Not only the budget of the teams will be taken into consideration. It's rumoured that the UCI isn't too keen to trust the people linked to Doctor Michele Ferrari anymore after the Astana fiasco at the 2007 Tour de France. Before the start and before he got caught for blood transfusion, Alexander Vinokourov had clarified that he was coached by Ferrari, who was the man behind Tony Rominger in the early 1990s and Lance Armstrong after that. Rominger was Vinokourov's agent until the Kazakh got busted. He's now in charge of the career of Alberto Contador, among others.
The plan of forming a team backed by a Kazakh connection, managed by Bruyneel with Contador as a leader is not very likely to please the license commission of the UCI ProTour, since the credibility of cycling seems to be its priority now. "It's possible that the license commission will take Astana's license back," Rumpf explained.

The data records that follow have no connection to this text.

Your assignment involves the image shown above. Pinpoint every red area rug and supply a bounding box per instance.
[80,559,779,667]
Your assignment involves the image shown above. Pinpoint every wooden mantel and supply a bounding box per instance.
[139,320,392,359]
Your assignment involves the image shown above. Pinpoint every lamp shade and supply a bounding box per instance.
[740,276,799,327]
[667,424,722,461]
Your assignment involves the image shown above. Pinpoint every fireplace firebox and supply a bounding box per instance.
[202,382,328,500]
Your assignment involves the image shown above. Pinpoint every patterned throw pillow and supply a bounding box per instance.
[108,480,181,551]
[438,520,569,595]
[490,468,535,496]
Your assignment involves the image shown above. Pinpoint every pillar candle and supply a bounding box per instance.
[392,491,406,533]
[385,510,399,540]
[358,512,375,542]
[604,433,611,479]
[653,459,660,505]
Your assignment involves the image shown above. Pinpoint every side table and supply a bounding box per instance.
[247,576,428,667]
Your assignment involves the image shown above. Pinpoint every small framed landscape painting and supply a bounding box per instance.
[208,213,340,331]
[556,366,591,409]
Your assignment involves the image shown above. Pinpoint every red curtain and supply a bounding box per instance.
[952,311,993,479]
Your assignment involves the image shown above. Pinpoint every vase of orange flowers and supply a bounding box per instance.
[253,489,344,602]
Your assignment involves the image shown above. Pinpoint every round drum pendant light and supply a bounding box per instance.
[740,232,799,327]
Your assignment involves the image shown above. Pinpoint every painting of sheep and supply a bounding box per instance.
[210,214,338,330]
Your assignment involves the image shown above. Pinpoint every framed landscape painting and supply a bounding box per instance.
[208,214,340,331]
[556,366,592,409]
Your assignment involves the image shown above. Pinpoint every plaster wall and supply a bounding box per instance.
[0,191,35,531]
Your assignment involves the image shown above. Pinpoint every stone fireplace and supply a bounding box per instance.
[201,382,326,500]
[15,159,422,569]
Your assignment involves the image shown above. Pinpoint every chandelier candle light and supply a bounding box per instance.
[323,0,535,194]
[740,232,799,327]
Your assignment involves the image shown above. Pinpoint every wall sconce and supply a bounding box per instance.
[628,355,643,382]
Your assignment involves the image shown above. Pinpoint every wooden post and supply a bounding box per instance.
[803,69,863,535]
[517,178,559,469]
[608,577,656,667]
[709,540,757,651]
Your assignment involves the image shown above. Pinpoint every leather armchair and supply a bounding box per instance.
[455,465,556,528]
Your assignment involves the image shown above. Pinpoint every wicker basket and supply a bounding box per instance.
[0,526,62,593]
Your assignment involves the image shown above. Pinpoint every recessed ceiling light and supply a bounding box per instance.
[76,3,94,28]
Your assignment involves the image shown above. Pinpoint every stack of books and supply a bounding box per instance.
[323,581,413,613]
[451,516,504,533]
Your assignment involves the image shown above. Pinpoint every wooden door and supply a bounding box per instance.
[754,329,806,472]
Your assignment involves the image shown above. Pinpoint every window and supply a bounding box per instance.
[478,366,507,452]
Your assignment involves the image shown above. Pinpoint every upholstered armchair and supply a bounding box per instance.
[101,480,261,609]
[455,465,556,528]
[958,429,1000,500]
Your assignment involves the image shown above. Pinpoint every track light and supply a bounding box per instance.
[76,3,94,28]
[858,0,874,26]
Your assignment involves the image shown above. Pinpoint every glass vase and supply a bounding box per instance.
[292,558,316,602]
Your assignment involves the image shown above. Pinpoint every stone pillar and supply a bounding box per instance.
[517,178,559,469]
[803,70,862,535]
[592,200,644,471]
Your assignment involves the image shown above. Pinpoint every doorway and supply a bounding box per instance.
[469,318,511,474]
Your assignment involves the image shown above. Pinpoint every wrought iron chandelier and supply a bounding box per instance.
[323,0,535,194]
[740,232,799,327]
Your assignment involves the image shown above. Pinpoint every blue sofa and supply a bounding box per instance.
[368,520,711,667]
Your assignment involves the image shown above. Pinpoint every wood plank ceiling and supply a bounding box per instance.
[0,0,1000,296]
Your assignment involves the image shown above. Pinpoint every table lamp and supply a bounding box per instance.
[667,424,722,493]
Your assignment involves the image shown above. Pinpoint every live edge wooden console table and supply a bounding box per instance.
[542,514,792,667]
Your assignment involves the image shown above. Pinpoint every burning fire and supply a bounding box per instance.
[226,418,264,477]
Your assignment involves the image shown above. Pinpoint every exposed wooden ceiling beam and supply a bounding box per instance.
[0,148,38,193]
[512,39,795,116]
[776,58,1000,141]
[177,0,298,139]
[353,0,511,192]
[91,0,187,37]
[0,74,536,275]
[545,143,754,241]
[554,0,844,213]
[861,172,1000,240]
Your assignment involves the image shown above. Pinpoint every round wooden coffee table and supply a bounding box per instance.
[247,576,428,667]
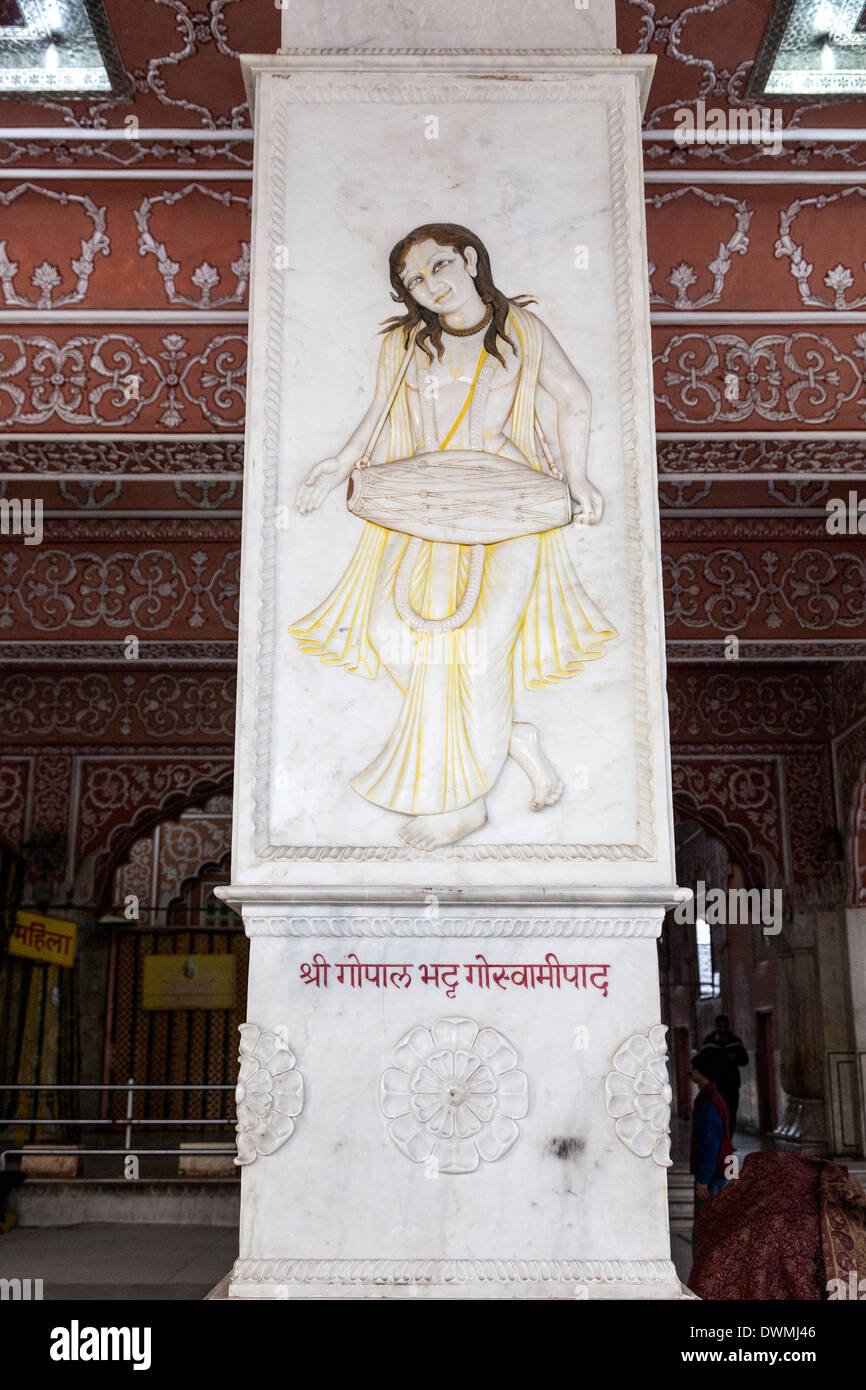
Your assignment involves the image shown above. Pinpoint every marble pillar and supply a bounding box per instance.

Australia and the USA ready for ProTour events
After the first four-years term of the UCI ProTour (2005-2008), the second version of the competition should begin in 2009. It's been an all-European event so far but the UCI is ready for a change, Alain Rumpf continued. "There is a big interest from Australia and the USA for hosting a ProTour race. Our first priority is the quality and the fight against doping; our second priority is to develop the concept of the ProTour on other continents.
"Cycling needs something new but it's also important not to cut the sport from its roots. Look at Plouay: Brittany is the hot bed of French cycling, it's fantastic to see organizers putting together an event of three or four days, for all the categories, including a women's world cup race and a popular fun ride. It's also necessary to have a vision for the sport to be global because cycling is in competition with many other sports in the world. We're closely watched out by the IOC [International Olympic Committee]." The Tour Down Under in Adelaide is expected to become the first non-European event to enter the ProTour.